La denuncia la suscriben tres residentes en Manzanillo, quienes laboran en el Departamento de Medicina Nuclear del Hospital Celia Sánchez Manduley, de esa ciudad: Carlos Alberto Miranda, Luis Alberto López y Leslie Augusto Alumnia.

El asunto que abordan es la cuestionable calidad de la harina con la cual se está horneando el pan nuestro de cada día en esa ciudad, hace ya no menos de seis meses. Subrayan los remitentes que el calificativo en uso es «harina contaminada» o algo así. «Lo cierto es que el sabor de esos productos es desagradable», añaden.

Precisan que han conversado al respecto con panaderos y estos refieren que ese extraño sabor se lo da el gorgojo. «Somos campeones escuchando explicaciones

—afirman—, y por eso hemos caído en el extremo de aceptarlas todas. Pero ya consideramos que esto es inadmisible… Otra historia es buscar las causas de por qué la harina no se ha conservado adecuadamente. Hemos preguntado, y de eso sí que nunca se ha comentado nada».

Un elogio para Karachi

Luego de una semana de trabajo, el sábado 20 de marzo Lisette García (Romay 166, Cerro, Ciudad de La Habana) quiso darse alegría y relajamiento, y fue con su esposo al centro nocturno Karachi, en el Vedado.

Llegaron con cierta aprehensión en el horario de matiné. En la puerta les cobraron 20 pesos MN por persona, un precio módico comparado con otros clubes de la capital. «Nos divertimos de lo lindo. Un empleado iba mesa por mesa, preguntando como la estábamos pasando. El animador realizó un derroche de buen trabajo; los cantantes… ¿para qué? La música mejor no pudo estar».

La lectora desea que la Empresa Recreatur, a la cual pertenece el centro nocturno, reconozca el trabajo del animador Eric, de Yansy (dependiente); y de Jorgito,

Alexander, Yudisleydi y Yosmani. Y también distingue a Vladimir, subgerente de la unidad, que estuvo todo el tiempo allí, presto a escuchar las opiniones de los clientes.

Lisette tiene entendido que el centro recibirá una reparación; y expresa su deseo de que este mantenga la calidad de su servicio tras la reapertura.

Quiere saber

Teresita Lemus Álamo (Máximo Gómez Norte, Edificio 5, apartamento 25, Fomento, Sancti Spíritus) está muy preocupada porque hace siete semanas que no entra a la farmacia donde ella compra el medicamento Levotiroxina Sódica, que proporciona la hormona de tiroides a los pacientes aquejados de hipotiroidismo.

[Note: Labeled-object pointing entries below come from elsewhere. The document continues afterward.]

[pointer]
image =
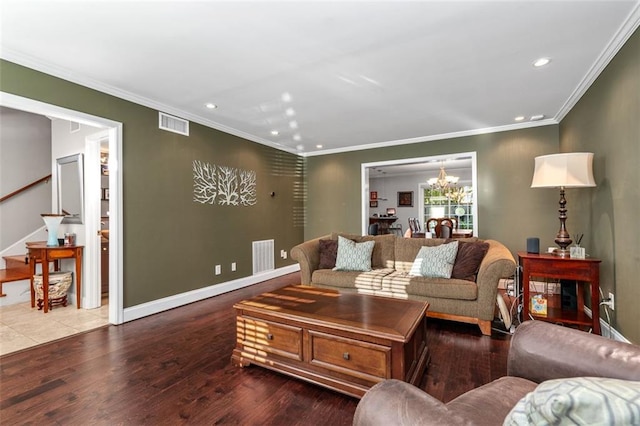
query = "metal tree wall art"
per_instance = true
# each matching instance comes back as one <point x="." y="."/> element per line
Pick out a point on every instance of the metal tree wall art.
<point x="223" y="185"/>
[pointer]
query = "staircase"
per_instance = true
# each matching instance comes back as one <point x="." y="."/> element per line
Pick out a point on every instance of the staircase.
<point x="17" y="269"/>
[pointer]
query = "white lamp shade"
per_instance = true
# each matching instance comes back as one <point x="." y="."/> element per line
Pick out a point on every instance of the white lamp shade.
<point x="571" y="170"/>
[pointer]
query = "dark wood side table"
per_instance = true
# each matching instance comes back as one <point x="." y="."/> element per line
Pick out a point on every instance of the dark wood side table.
<point x="551" y="266"/>
<point x="40" y="252"/>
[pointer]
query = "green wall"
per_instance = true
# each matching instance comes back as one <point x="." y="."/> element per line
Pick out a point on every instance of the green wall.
<point x="508" y="209"/>
<point x="606" y="121"/>
<point x="171" y="243"/>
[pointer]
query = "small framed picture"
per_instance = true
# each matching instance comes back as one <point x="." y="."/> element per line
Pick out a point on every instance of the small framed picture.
<point x="405" y="198"/>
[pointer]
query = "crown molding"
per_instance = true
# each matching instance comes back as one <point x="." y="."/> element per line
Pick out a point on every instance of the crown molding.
<point x="625" y="31"/>
<point x="68" y="75"/>
<point x="442" y="136"/>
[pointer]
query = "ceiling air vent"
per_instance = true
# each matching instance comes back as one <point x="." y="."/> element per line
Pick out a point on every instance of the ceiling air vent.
<point x="173" y="124"/>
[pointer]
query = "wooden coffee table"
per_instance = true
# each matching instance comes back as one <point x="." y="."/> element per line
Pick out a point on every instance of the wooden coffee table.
<point x="343" y="341"/>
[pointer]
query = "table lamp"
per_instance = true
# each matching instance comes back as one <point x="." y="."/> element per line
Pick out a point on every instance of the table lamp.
<point x="570" y="170"/>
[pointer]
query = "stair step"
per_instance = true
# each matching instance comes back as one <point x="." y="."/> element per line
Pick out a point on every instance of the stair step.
<point x="15" y="261"/>
<point x="17" y="270"/>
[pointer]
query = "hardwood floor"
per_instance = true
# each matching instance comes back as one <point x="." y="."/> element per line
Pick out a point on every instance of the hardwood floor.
<point x="174" y="367"/>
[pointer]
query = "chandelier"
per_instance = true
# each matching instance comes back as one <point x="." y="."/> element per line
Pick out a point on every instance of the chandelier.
<point x="443" y="181"/>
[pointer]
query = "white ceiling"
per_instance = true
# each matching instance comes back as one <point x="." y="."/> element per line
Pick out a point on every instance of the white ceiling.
<point x="344" y="75"/>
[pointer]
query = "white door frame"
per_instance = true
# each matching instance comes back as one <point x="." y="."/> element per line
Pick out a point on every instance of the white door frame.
<point x="114" y="133"/>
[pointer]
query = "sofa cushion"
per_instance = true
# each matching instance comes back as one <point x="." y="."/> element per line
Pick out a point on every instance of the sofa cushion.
<point x="401" y="284"/>
<point x="468" y="260"/>
<point x="406" y="251"/>
<point x="579" y="400"/>
<point x="328" y="252"/>
<point x="383" y="251"/>
<point x="353" y="256"/>
<point x="436" y="262"/>
<point x="371" y="280"/>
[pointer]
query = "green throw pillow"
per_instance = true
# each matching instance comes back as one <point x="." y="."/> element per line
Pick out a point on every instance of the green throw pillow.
<point x="435" y="261"/>
<point x="579" y="401"/>
<point x="353" y="256"/>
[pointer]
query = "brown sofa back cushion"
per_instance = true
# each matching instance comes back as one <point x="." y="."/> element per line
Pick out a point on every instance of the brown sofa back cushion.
<point x="407" y="249"/>
<point x="383" y="251"/>
<point x="468" y="260"/>
<point x="328" y="253"/>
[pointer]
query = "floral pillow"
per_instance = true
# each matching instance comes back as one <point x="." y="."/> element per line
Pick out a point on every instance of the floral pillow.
<point x="579" y="400"/>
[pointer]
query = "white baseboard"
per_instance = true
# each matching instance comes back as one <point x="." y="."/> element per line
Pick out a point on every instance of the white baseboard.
<point x="607" y="330"/>
<point x="164" y="304"/>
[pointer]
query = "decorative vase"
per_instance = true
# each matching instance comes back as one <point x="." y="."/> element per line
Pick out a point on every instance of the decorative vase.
<point x="52" y="222"/>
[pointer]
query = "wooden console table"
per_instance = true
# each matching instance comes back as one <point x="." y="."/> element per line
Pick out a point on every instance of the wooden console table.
<point x="550" y="266"/>
<point x="40" y="252"/>
<point x="383" y="223"/>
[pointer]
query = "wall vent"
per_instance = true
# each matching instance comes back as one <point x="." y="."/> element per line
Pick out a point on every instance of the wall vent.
<point x="263" y="256"/>
<point x="173" y="124"/>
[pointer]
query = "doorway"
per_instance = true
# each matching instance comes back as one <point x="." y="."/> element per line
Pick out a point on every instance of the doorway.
<point x="111" y="135"/>
<point x="413" y="174"/>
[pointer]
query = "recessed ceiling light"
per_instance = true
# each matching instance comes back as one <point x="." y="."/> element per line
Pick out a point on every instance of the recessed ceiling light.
<point x="541" y="62"/>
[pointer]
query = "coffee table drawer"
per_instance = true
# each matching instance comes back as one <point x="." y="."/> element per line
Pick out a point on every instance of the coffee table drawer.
<point x="353" y="357"/>
<point x="267" y="336"/>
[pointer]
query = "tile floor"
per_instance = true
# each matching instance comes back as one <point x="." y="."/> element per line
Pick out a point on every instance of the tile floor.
<point x="22" y="326"/>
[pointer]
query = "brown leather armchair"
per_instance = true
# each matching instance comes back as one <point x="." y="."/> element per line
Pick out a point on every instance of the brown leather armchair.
<point x="539" y="351"/>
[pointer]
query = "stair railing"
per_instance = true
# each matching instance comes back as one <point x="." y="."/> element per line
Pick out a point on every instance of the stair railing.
<point x="24" y="188"/>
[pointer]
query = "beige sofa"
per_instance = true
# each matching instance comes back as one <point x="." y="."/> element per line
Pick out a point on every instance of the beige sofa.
<point x="453" y="299"/>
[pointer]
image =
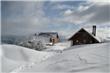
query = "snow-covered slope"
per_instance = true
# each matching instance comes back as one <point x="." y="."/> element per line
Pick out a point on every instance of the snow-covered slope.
<point x="14" y="56"/>
<point x="77" y="59"/>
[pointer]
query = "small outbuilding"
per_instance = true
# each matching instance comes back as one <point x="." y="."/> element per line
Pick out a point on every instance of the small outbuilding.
<point x="84" y="37"/>
<point x="53" y="36"/>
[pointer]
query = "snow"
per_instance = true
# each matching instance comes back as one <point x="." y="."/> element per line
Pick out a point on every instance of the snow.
<point x="58" y="47"/>
<point x="88" y="58"/>
<point x="14" y="56"/>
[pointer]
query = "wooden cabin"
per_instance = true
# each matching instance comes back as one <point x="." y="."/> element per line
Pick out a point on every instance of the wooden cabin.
<point x="53" y="36"/>
<point x="84" y="37"/>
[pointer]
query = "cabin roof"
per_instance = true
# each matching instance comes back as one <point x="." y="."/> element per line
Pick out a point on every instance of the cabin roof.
<point x="53" y="34"/>
<point x="82" y="29"/>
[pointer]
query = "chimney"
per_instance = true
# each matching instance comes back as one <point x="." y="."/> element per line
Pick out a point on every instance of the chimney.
<point x="94" y="30"/>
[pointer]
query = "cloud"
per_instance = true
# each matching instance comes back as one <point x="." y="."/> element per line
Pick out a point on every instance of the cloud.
<point x="21" y="18"/>
<point x="92" y="14"/>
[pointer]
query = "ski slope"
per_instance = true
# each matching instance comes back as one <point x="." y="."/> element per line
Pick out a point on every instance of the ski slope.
<point x="13" y="57"/>
<point x="92" y="58"/>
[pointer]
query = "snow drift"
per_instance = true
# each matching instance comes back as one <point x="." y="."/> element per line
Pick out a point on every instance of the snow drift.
<point x="14" y="56"/>
<point x="77" y="59"/>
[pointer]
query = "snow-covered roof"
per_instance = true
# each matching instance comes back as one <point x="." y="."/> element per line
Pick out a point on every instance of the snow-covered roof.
<point x="48" y="34"/>
<point x="97" y="38"/>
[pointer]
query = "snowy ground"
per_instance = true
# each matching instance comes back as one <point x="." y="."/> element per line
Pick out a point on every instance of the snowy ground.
<point x="76" y="59"/>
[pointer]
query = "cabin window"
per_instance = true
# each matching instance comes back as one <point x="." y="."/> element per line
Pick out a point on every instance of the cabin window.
<point x="77" y="41"/>
<point x="84" y="41"/>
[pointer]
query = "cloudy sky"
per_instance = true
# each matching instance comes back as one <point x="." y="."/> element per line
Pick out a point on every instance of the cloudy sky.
<point x="28" y="17"/>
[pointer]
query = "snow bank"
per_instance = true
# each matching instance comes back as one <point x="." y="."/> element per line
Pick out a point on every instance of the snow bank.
<point x="14" y="56"/>
<point x="77" y="59"/>
<point x="59" y="46"/>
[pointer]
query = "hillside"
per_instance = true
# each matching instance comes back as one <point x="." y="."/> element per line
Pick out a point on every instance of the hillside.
<point x="77" y="59"/>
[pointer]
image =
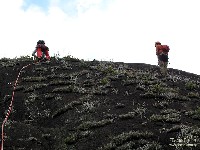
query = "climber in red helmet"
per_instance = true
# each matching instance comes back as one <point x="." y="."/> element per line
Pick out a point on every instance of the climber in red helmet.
<point x="42" y="51"/>
<point x="162" y="54"/>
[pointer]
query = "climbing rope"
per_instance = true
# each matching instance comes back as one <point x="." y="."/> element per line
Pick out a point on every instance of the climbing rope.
<point x="11" y="105"/>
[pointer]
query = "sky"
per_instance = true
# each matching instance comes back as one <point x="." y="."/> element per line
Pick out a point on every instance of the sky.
<point x="107" y="30"/>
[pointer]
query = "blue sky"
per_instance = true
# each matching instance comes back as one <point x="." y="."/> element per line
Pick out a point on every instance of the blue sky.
<point x="117" y="30"/>
<point x="44" y="4"/>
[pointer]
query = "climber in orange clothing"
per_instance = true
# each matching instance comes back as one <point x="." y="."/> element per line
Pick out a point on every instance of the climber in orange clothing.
<point x="42" y="51"/>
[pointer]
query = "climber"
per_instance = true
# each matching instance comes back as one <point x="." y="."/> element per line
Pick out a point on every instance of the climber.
<point x="162" y="54"/>
<point x="42" y="51"/>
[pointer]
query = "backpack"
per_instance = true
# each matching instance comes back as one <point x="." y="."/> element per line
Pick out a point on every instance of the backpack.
<point x="165" y="48"/>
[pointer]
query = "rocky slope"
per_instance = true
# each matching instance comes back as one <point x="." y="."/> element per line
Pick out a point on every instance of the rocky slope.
<point x="72" y="104"/>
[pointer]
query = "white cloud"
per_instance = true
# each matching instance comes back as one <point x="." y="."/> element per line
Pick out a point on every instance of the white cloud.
<point x="125" y="31"/>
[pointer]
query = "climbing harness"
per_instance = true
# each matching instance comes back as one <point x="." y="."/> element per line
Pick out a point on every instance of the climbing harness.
<point x="11" y="104"/>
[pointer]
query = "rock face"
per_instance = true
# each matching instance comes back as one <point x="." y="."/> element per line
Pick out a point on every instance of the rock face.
<point x="72" y="104"/>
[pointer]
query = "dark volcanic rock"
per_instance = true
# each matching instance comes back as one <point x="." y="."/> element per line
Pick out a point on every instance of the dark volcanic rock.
<point x="71" y="104"/>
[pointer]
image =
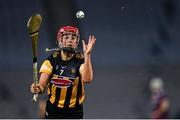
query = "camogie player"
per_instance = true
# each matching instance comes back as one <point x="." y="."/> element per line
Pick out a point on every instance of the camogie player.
<point x="64" y="73"/>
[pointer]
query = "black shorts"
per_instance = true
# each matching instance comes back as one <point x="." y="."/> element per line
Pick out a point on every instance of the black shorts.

«No hay otro que pueda sustituirlo. No podemos dejar de tomarlo pues trae consecuencias graves para la salud». Teresita quiere que alguna voz autorizada en Salud Pública explique qué sucede con tan importante medicamento, y si su falta se prolongará a mediano o largo plazo.

Maltrato

Caridad González (1ra. A No. 4405, apto. 5, Playa, Ciudad de La Habana) compró el 18 de marzo, en la tienda de víveres en divisas de los bajos del FOCSA, un paquete de perros calientes y dos de hamburguesas, y no había jaba o bolsa para llevarlo.

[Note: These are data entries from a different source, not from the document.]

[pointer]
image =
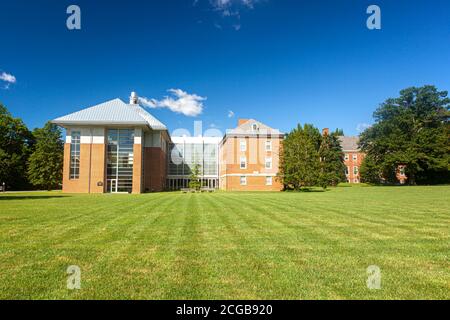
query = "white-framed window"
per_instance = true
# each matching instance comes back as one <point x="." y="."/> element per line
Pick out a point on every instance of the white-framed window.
<point x="243" y="145"/>
<point x="75" y="155"/>
<point x="243" y="163"/>
<point x="268" y="163"/>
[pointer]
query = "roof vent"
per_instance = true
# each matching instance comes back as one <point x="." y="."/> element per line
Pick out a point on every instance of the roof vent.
<point x="133" y="98"/>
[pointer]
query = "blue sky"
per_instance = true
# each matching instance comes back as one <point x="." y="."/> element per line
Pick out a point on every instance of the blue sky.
<point x="282" y="62"/>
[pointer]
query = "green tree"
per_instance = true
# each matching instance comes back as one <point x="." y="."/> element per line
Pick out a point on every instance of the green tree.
<point x="332" y="168"/>
<point x="411" y="130"/>
<point x="46" y="162"/>
<point x="194" y="179"/>
<point x="16" y="143"/>
<point x="299" y="158"/>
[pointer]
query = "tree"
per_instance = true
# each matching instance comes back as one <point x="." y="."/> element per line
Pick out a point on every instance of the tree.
<point x="332" y="168"/>
<point x="194" y="179"/>
<point x="299" y="157"/>
<point x="16" y="143"/>
<point x="46" y="162"/>
<point x="411" y="130"/>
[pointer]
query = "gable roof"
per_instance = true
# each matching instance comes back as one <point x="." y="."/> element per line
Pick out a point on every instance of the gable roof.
<point x="246" y="128"/>
<point x="113" y="112"/>
<point x="349" y="143"/>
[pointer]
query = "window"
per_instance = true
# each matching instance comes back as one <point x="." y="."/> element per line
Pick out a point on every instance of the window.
<point x="243" y="163"/>
<point x="243" y="145"/>
<point x="268" y="163"/>
<point x="120" y="160"/>
<point x="75" y="155"/>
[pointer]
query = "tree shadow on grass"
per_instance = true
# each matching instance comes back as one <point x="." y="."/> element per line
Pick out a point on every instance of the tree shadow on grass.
<point x="309" y="190"/>
<point x="29" y="197"/>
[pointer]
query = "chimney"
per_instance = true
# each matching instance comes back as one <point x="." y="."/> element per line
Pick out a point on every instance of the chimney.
<point x="133" y="98"/>
<point x="242" y="121"/>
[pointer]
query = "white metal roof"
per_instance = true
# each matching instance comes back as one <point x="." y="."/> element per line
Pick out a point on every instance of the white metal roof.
<point x="113" y="112"/>
<point x="349" y="143"/>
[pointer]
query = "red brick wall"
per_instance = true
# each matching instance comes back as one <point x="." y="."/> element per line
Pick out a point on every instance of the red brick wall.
<point x="350" y="163"/>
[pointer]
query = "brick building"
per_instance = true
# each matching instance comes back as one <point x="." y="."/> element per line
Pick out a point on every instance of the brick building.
<point x="353" y="158"/>
<point x="249" y="157"/>
<point x="114" y="147"/>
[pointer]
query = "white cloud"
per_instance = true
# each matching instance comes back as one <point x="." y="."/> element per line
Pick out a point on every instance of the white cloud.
<point x="225" y="5"/>
<point x="362" y="127"/>
<point x="230" y="11"/>
<point x="8" y="78"/>
<point x="190" y="105"/>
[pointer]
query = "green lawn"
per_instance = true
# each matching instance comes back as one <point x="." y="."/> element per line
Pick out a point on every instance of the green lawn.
<point x="314" y="245"/>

Con los productos goteándole, le preguntó a la empleada cómo era posible eso. Y la misma hizo por devolverle el dinero y recoger la mercancía, «de forma desafiante, como si tuviera toda la razón del mundo». Caridad le insistió en cómo era posible, si en el mercado agropecuario de 17 y K ella las había visto a montones a 50 centavos. Y aunque la empleada quizá no fuera responsable de eso ni tuviera la explicación, sencillamente se encogió de hombros y le dijo que «eso no era su problema», al igual que el empleado de la puerta. ¿Hasta cuándo hay que aguantar el maltrato y prepotencia de algunos trabajadores de tiendas en divisas?, pregunta Caridad.